Sur la même structure que dans Le fleuve secret : installation de la colonie anglaise, sa confrontation avec la civilisation multiséculaire des aborigènes, D. Rooke va devoir faire un choix crucial.
De plus, Kate Grenville s'est inspirée d’événements connus. En effet, en 1788, un jeune lieutenant des marines, William Dawes, débarque en Australie. Grand érudit en astronomie, mathématiques et langues étrangères, il va étudier le vocabulaire et la grammaire des natifs. Peu à peu, il va noter ses découvertes sur cette langue ancestrale – le cadigal - dès plus complexe.
Tout cela donne, non pas un traité historique ou de linguistique, mais bien un roman qui se dévore juste le temps de dire ouf. Une lecture idéale pour de prochaines vacances ou pour tous les jours. Dépaysement assuré.
Du même auteur : Le fleuve secret
Dédale
Extrait :
Quand Gardiner parla, sa voix se fèla, il dut tousser et reprendre.
- Ce n'était pas convenable, Rooke. C'était un acte abominable.
- De quoi parlez-vous, mon vieux ? Lui demanda Rooke pour l'aider à se lancer. Je ne reçois aucune nouvelle ici, dans mon nid d'aigle. Il faut tout m'expliquer.
Gardiner prit une inspiration qui ressemblait à un soupir.
- Vous savez que le gouverneur veut parler aux naturels et qu'ils refusent de s'approcher. Eh bien, il a trouvé une solution. Dans sa grande sagesse, il a décidé d'en prendre un ou deux par la force. Pour leur enseigner l'anglais et apprendre notre langue. Il faut les traiter avec beaucoup d'égard, pour qu'ils rassurent les autres. Et il m'a choisi, moi, pour faire le sale boulot.
Il resta silencieux si longtemps que Rooke crut qu'il n'en dirait pas plus.
- Il avait tout prévu, reprit enfin Gardiner. Nous avons longé l'anse en canot jusqu'à la pointe nord, où on a observé un groupe de naturels. Nous avions apporté du poisson pour attirer des hommes. Vous savez comme ils sont friands de poisson.
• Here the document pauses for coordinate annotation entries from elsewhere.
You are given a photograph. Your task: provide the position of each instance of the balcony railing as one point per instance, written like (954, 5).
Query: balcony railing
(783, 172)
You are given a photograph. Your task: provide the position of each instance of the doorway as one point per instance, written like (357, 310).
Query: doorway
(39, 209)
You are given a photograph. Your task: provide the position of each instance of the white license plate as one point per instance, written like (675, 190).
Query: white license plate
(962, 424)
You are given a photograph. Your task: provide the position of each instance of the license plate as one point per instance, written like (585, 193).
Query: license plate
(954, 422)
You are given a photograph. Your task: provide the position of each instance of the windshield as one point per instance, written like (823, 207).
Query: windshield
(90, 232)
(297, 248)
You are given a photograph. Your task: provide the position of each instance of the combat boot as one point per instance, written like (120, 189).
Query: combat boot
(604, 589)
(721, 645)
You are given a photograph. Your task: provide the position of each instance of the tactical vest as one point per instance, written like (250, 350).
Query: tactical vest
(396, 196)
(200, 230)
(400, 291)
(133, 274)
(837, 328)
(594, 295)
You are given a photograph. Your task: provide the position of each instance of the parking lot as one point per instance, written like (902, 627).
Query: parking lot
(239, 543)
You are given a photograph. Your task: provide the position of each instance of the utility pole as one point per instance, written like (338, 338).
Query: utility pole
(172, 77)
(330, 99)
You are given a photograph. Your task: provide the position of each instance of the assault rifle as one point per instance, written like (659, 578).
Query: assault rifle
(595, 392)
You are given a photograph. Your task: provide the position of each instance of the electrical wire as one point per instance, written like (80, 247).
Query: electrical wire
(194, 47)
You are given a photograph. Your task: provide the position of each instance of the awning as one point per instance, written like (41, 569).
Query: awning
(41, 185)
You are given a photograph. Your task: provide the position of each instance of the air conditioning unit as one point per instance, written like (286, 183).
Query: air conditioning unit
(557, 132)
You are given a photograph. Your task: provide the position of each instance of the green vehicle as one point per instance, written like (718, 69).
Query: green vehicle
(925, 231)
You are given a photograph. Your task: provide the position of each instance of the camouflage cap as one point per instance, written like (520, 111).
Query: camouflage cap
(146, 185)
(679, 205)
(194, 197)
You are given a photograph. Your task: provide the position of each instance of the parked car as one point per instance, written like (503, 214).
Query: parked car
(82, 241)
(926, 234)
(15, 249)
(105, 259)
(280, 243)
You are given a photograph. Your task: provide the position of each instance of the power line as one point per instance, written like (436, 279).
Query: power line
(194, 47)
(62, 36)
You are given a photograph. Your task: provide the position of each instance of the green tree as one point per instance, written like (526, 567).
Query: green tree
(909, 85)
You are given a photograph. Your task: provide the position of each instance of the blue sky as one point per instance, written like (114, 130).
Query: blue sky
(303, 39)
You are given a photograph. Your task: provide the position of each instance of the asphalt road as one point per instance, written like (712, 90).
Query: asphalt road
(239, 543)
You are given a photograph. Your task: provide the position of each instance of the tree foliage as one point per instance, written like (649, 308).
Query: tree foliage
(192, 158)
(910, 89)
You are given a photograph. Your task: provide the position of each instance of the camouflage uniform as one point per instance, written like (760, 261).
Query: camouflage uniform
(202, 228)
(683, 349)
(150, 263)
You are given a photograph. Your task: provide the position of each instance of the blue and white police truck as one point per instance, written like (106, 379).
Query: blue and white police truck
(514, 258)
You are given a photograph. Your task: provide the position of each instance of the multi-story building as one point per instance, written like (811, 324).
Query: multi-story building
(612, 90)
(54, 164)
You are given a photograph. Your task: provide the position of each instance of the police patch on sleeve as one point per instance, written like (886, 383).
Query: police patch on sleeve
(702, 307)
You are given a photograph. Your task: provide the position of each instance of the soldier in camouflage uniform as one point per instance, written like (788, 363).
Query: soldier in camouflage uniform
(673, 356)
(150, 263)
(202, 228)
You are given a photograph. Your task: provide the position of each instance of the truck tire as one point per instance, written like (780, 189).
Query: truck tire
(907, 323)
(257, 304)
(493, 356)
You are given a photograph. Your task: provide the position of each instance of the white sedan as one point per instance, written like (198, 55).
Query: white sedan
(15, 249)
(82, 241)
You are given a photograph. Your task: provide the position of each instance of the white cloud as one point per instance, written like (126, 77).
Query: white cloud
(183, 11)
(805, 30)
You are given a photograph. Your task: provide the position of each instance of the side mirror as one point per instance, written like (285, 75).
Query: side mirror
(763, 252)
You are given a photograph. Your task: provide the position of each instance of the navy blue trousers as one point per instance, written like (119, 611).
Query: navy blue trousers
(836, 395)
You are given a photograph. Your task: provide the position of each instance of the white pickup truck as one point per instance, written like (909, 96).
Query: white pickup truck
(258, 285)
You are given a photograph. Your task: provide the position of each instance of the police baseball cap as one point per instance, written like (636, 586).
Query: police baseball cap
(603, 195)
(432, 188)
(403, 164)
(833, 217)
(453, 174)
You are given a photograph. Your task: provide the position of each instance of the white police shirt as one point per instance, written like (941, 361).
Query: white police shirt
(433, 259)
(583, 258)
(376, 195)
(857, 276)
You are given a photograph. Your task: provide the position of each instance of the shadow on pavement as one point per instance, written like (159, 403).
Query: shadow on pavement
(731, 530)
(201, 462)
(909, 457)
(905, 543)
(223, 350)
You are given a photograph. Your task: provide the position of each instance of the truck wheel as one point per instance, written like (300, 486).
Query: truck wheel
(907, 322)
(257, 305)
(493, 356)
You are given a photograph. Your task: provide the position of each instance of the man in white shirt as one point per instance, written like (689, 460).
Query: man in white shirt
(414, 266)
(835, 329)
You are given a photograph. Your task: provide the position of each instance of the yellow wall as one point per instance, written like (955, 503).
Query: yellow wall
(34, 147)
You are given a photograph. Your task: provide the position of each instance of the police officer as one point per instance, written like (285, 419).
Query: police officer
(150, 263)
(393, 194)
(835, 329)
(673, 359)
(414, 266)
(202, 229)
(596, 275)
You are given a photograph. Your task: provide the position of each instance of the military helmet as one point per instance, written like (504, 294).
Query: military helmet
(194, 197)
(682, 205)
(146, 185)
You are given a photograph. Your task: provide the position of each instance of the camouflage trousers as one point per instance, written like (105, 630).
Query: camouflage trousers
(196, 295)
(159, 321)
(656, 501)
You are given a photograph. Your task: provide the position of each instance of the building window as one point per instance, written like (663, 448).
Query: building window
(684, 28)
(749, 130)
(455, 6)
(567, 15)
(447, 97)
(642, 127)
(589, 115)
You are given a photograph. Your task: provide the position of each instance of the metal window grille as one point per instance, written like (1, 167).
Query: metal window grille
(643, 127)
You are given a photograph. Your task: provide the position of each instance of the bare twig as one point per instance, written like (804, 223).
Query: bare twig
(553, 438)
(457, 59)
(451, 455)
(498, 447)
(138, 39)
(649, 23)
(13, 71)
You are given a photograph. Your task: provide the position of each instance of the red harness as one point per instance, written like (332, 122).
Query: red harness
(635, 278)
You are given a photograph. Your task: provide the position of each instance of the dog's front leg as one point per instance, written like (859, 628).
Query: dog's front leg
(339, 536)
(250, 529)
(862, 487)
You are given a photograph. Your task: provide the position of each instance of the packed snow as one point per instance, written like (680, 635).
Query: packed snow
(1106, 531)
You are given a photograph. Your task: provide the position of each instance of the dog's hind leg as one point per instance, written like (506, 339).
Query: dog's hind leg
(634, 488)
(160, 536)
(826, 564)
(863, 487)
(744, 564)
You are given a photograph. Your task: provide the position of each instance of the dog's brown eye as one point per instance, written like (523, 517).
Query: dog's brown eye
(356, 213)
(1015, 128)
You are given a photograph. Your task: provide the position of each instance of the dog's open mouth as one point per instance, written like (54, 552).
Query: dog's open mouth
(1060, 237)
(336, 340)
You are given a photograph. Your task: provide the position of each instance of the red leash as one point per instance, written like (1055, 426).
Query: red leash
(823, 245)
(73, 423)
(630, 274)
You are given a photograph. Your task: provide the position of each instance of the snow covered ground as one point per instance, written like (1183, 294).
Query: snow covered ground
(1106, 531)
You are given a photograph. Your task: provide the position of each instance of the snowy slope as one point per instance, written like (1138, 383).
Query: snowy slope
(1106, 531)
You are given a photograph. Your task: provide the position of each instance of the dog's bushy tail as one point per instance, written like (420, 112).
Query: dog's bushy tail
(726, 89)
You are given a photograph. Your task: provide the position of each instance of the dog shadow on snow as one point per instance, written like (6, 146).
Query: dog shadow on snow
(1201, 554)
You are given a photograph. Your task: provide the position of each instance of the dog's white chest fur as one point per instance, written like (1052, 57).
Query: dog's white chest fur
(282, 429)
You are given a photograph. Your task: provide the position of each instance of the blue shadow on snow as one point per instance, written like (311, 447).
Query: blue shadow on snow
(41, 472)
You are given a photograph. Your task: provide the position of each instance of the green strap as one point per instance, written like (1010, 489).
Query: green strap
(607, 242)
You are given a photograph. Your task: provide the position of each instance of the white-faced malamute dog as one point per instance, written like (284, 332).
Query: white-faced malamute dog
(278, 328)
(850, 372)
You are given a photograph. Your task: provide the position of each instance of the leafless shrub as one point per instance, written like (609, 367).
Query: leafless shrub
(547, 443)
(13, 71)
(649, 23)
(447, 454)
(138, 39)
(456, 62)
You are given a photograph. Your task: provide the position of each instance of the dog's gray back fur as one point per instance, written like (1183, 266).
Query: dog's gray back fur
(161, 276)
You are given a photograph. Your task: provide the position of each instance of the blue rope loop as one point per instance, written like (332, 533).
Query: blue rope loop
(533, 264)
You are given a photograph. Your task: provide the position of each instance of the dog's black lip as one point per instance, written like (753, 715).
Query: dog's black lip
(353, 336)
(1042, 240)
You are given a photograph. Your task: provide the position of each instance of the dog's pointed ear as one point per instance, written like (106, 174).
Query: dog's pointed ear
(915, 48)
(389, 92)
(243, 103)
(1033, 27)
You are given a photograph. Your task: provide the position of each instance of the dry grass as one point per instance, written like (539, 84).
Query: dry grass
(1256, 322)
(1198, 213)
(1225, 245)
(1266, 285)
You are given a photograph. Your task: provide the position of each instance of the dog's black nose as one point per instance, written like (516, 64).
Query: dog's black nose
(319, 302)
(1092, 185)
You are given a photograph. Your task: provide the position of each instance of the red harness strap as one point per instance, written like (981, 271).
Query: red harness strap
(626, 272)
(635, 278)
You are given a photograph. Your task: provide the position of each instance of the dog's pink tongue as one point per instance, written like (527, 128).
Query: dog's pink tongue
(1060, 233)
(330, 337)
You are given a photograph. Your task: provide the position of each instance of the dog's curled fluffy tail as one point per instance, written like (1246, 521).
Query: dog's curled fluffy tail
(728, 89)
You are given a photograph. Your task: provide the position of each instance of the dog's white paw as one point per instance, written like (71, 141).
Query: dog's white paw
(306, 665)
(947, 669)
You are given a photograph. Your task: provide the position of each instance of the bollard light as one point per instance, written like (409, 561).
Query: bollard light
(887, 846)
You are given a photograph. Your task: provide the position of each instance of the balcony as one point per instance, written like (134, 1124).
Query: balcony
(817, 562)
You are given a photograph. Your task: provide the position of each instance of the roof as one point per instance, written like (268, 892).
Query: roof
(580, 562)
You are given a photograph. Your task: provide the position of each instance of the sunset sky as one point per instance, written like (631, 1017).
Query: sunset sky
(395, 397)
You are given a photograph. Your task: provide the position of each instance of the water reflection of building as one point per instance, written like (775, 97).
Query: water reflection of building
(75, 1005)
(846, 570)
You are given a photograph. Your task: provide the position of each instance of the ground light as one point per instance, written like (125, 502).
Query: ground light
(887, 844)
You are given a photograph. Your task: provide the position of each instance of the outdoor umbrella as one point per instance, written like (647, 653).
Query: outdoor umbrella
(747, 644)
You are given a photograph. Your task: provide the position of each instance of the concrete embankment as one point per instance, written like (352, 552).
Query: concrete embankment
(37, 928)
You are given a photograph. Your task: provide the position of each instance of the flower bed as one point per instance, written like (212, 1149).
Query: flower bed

Il s'épongea le visage de la main.
- Nous nous sommes engagés dans les eaux peu profondes et leur avons montré le poisson. Ils étaient malins et se méfiaient au départ. Mais nous les avons appelés et amadoués tout en agitant ce satané poisson devant leurs yeux... Nous avons attrapé deux pauvres diables, ils nous glissaient entre les doigts comme des anguilles et ils se sont débattus de toutes leurs forces, mais j'avais huit gaillards avec moi et nous avons fini par réussir à les ligoter.
Rooke se représenta la scène : le bateau qui tangue, les naturels vautrés qui se débattent au fond, épinglés par le simple poids des marins injurieux. Il attendait impatiemment la suite du récit, dans laquelle les natifs parvenaient à repousser les marins, fuir le canot, rejoindre la côte à la nage et disparaître au fond des bois.
Je n'arrive pas à croire que le gouverneur… commença-t-il, mais Gardiner ne l'écoutait pas.
- Ils criaient, Rooke ! S'exclama-t-il. Mon Dieu, si vous les aviez entendu crier, c'était à vous briser le cœur. Ceux qui restaient quand nous sommes partis hurlaient. Les misérables dans le bateau criaient. Oh, Dieu. Ce sont peut-être des sauvages, c'est ainsi qu'on les appelle. Mais leurs sentiments ne sont pas différents des nôtres.
Le lieutenant de Kate Grenville - Éditions Métailié - 235 pages
Traduit de l'anglais (Australie) par Mireille Vignol.